Nitrogen-doped carbon/NiCo2S4 aerogel nanocomposite for solid-state supercapacitors

The conversion of biomass into valuable carbon materials reduces environmental pollution and develops effective porous carbon electrodes for energy storage devices. This study aims to prepare a novel composite material consisting of NiCo2S4 and chitosan-derived carbon (CNNA) for use in high-performance supercapacitors. The prepared CNNA composite exhibited a high specific surface area of more than 27 m2/g. The CNNA electrode delivered a high specific capacitance of 1282 F.g-1 at 1.0 A.g-1, significantly surpassing that of bare NiCo2S4 (340 F.g-1) under the same conditions. Electrochemical analysis revealed that the charge storage behavior involved both capacitive and diffusion-controlled contributions, with the capacitive contribution increasing at higher scan rates. Furthermore, a solid-state asymmetric supercapacitor (ACCS//CNNA) was assembled using CNNA as the positive electrode and chitosan-derived carbon aerogel (ACCS) as the negative electrode.
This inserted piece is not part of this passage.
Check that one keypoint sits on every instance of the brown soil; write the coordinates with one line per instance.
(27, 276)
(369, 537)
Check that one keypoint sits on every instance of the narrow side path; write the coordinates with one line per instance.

The device achieved a specific capacitance of 199 F.g-1, an energy density of 62 Wh.kg-1, and a power density of 750 W. kg-1, and retained 90.9 % of its initial capacitance after 10,000 charge-discharge cycles. These results clearly demonstrate the synergistic effect of NiCo2S4 and N-doped carbon aerogel, highlighting the potential of CNNA as a sustainable and efficient electrode material. Using chitosan in NiCo2S4/carbon composites offers advantages, including nitrogen self-doping, the formation of a uniform nanostructure, and enhanced electrochemical performance compared to composites made from other biomass sources.